Haïti - La Côte des Arcadins est prête…

Dessine-moi un mouton
Photo: Lio Kiefer - Le Devoir Dessine-moi un mouton

Depuis une semaine, je sillonne Haïti, à la recherche de lieux de tourisme de base acceptables, hors du commun, ciblés, mais surtout prêts à recevoir aujourd’hui des touristes qui ne soient pas nécessairement des kamikazes de la jungle caribéenne.

Eh bien! Le résultat est là! La Côte des Arcadins est accessible facilement de Port-au-Prince et jouit de quelques identités hôtelières qui n’ont rien à envier aux mêmes identités dans les Antilles françaises.
 

La Route N1, qui va de l’aéroport de Port-au-Prince à cette côte, est la meilleure de l’île. C'est une construction datant de l’ère duvaliériste, qui, dans sa mégalomanie archaïque, avait même baptisé le village de Cabaret, Duvallierville. Aujourd’hui, le village a retrouvé son nom et le marché de Cabaret est un joli petit endroit.
 

Ensuite, c’est une enfilade de 6 hôtels sur une cinquantaine de kilomètres avec pieds dans l’eau qui sont offerts. Pour la plupart, ce sont de petites structures familiales.

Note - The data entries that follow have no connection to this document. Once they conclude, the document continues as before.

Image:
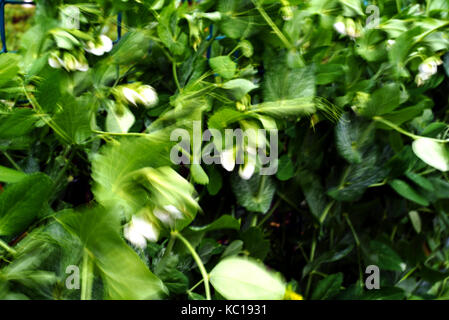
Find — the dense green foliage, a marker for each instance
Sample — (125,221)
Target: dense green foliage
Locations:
(360,106)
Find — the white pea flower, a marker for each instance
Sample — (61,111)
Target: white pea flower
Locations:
(99,48)
(55,62)
(347,27)
(131,95)
(148,96)
(427,69)
(227,159)
(340,27)
(139,230)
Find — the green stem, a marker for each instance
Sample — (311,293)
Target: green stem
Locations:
(196,285)
(273,26)
(398,5)
(357,242)
(312,255)
(87,277)
(175,76)
(356,238)
(198,261)
(269,213)
(5,246)
(169,248)
(10,159)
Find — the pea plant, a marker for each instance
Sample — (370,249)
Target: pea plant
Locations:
(226,149)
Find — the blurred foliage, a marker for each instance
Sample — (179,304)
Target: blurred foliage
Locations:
(361,114)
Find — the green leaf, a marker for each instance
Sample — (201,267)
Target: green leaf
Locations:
(112,167)
(353,137)
(17,123)
(132,47)
(198,174)
(285,168)
(420,181)
(223,117)
(408,192)
(254,194)
(124,274)
(256,243)
(119,122)
(73,121)
(224,66)
(239,87)
(383,256)
(283,84)
(434,153)
(383,100)
(8,67)
(239,278)
(233,249)
(10,175)
(328,287)
(313,191)
(21,202)
(175,281)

Pour ceux et celles qui veulent voguer ad lib, l’île de Gonâve est à une portée de chaloupe motorisée ou de voile bien équilibrée.
 

On est sur cette côte, adossée aux hauteurs environnantes, avec la Grande bleue droit devant …

 

HÔTELS

Ouanga Bay. Petite structure de quelque trente chambres aménagées avec simplicité et harmonie avec vue sur jardin tropical et sur petite plage. Club de plongée qui sert de repaires d’hommes et femme-grenouilles pour toute la région. Cuisine créole et accueil au millimètre. Wifi gratuit Pour toute demande de renseignements, leur écrire ici.
 

Wahoo Bay Beach Resort. Il est Allemand et elle est Brésilienne et tiennent cet hôtel d‘une trentaine de chambres depuis de nombreuses années. Excellente cuisine, si j’en juge la langouste grillée, les desserts et les mises en bouche qu’étaient accras, ceviche de crevettes et de poisson. Ambiance jeune autour du bar. Très jolies chambres avec des lits doubles et une déco très dépouillée. Deux suites et un appartement font partie de l’ensemble. Plages qui s’étendent en long à droite long et c’est une chance, car juste à côté à gauche se trouve la plage publique. Et qui dit publique dit bruyante. Wifi disponible.

 

Kaliko. C’est un ancien tout inclus qui a déjà fait les pages de Tours Mont-Royal, d’Exosol et de Tours Chanteclerc, au Québec, jusqu'aux années 90. Et on sent un peu le club usé par les années, dans le profil de la piscine et des aménagements balnéaires. Une simplicité involontaire qui propose des bungalows avec chambres communicantes pour familles. Et un édifice qui distille des chambres simples dans leur décor, mais doubles dans leur structure, avec vue sur la mer. Plage de cailloux plats… de l’autre côté de la plage publique. Cuisine créole et internationale.  

 

Club Indigo. L’ancien Club Med. Avant de décrire l’hôtel, on doit se rappeler un détail. Quand le Club Med jetait son dévolu sur un lieu, c’était très souvent pour une plage. Et le Club Indigo a hérité de la plage et des structures de chambres qui n’étaient pas la force du Club Med. Ce dernier est ouvert à nouveau depuis quelques années. Les personnes qui travaillaient au Club précédemment se sont donc toutes retrouvées ici. Comme si la fermeture n’avait pas existé. On refait les chambres une par une. Et on a gardé une approche de la bouffe par buffets hautement garnis et divers. Appartements disponibles et chambres qui s’étalent autour de l’ensemble. Jeux pour enfants, piscine de grande taille. Fait important ; les mariages et cérémonie ne sont pas au milieu des  touristes, mais dans un pavillon à part. Wifi disponible. Bonne carte des vins.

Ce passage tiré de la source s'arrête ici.